Sublime et rare survivant du baroque français, il nous parle pourtant une langue italienne vive et musicale. C’est un enfant de Bernini et du grandiose baroque catholique romain ! Créature de Dieu, il prend vie sous les mains expertes de l’homme selon l’Idée et la Forme berniniennes, inséparables soeurs amies du Maître.

L’idée berninienne

Dans le théâtre de la Foi berninien,la réalité que nous connaissons, grise et routinière, doit s’effacer. Il existe, entre Ciel et Terre, un espace où les créatures de Dieu se rejoignent en un ballet de drapés et de nuages. C’est en cet espace éthéré que revivent pour nous Sainte-Thérèse ou la bienheureuse Louise Albertoni, tant aimées des hommes et des femmes du XVII ème siècle ! La sculpture baroque, pleine d’énergie virile et farouche, casse le cadre de la sculpture traditionnelle. Les grandes figures de pierre ne sont plus condamnées à l’introspection éternelle. Elles implorent, interpellent ou menacent des êtres invisibles que le spectateur est appelé à imaginer. Comme Constantin le Grand que Bernini fit renaître du marbre à la Scala Regia du Vatican, subjugué par une théophanie invisible, la sculpture est appelée à partager les tourments grandioses d’une époque mystique. A la même époque, les belles figures peintes d’un Guido Reni percent d’un regard implorant le misérable cadre qui les enferme. Le « hors-champ », comme l’on dit aujourd’hui au cinéma, devient le cadre naturel de la sculpture.

En déployant au dessus du prêtre un tel appareil, l’art enlève le prédicateur, sévère ou mondain, à son audience, le coupe de l’espace et du temps qui régit l’humanité grouillante, celle des spéculateurs et des dames frivoles. Ce n’est plus un prêtre que l’on écoute d’une oreille plus ou moins distraite, ou d’un sommeil tout à fait innocent : c’est un agent assermenté de Dieu ! L’ange dicte son sermon et le met en musique. Quoi de plus baroque que ce détournement de fonction, où l’abat-voix, objet d’une utilité navrante, devient le cadre sans limite d’un univers parallèle !

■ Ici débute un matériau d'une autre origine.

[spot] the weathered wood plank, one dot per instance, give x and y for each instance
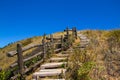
(62, 55)
(20, 60)
(0, 69)
(52, 65)
(51, 72)
(58, 59)
(27, 59)
(52, 79)
(12, 53)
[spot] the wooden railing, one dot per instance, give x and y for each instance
(39, 54)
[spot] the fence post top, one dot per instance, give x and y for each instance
(19, 44)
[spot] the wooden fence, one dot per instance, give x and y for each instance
(24, 65)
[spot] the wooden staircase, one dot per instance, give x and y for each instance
(54, 69)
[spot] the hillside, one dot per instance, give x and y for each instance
(99, 60)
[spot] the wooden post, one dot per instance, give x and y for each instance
(20, 60)
(75, 33)
(51, 38)
(61, 42)
(0, 69)
(67, 31)
(52, 43)
(44, 48)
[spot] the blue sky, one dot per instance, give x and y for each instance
(20, 19)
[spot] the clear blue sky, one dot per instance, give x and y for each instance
(20, 19)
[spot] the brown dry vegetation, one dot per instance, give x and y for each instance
(100, 60)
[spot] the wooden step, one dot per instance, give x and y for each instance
(62, 55)
(48, 73)
(57, 59)
(51, 70)
(52, 65)
(52, 79)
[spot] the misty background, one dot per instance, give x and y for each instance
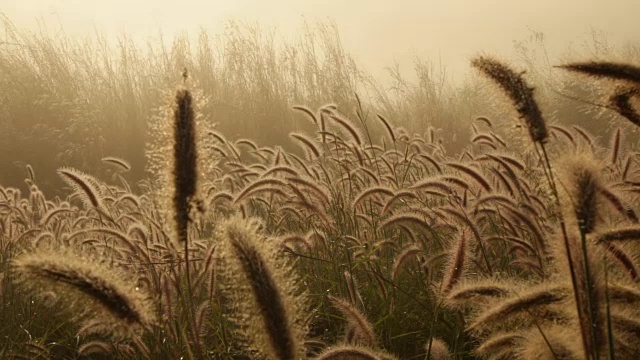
(378, 33)
(86, 79)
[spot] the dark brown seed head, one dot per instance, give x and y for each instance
(518, 91)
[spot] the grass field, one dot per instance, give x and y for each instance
(231, 198)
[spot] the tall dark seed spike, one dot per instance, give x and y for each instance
(518, 91)
(185, 157)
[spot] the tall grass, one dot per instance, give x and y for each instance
(352, 238)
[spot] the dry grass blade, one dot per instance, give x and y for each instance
(604, 69)
(359, 327)
(539, 296)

Et que l’on est loin de la sévère solitude protestante ! L’art de la Contre-Réforme peuple les églises de serviteurs de marbre, de bronze ou de stuc, qui assistent l’humanité laborieuse et inquiète dans un troublant silence. Face à l’épreuve du Salut, ou dans les tracas quotidiens, le fidèle catholique n’est plus seul, comme dans ces temples désertés par les arts mal-aimés.

La forme berninienne

L’ange de Simon Challe est un enfant de Gianlorenzo Bernini. Serviteur accompli, ce n’est ni un athlète musclé ni un frêle adolescent. Son modelé est doux et viril, sans l’obsession anatomique de la renaissance curieuse, sans la pose inconfortable du maniérisme. C’est le petit frère des anges du choeur de Saint-Pierre du Vatican. Son visage rappelle aussi les anges qui gardent le Saint Sacrement, toujours en la basilique de l’apôtre Pierre.

Anges de la Gloire de la Cathedra Petri, Basilique Saint-Pierre-du-Vatican. (dans Bernini, par R.Wittkower, Phaidon)

Rien de choquant, dans cette belle semi-nudité. Asexuelle, elle nourrit l’admiration du spectateur pour une perfection formelle sans qu’une énergie proprement et immédiatement sexuelle s’en exhale ; Est-ce la décence qui règne ici, ou bien l’innocence de la perfection ? Et cette innocence, n’est-elle pas adaptée parfaitement à la « stature » et la belle mission d’un ange de Dieu ? Quant à son drapé, il n’est pas le plus convaincant, et ne mérite point qu’on s’y attarde. Extension des nuages, il ne semble répondre qu’à une logique de décence. La décence, après tout, ne fut-elle pas inventée par Dieu pour offrir aux artistes l’art du drapé ? Simon Challe n’a pas le génie ornemental d’un Bernini. Ses talents brillent suffisamment fort dans ce beau morceau, dans l’ombre de l’un des plus grands génies d’Occident.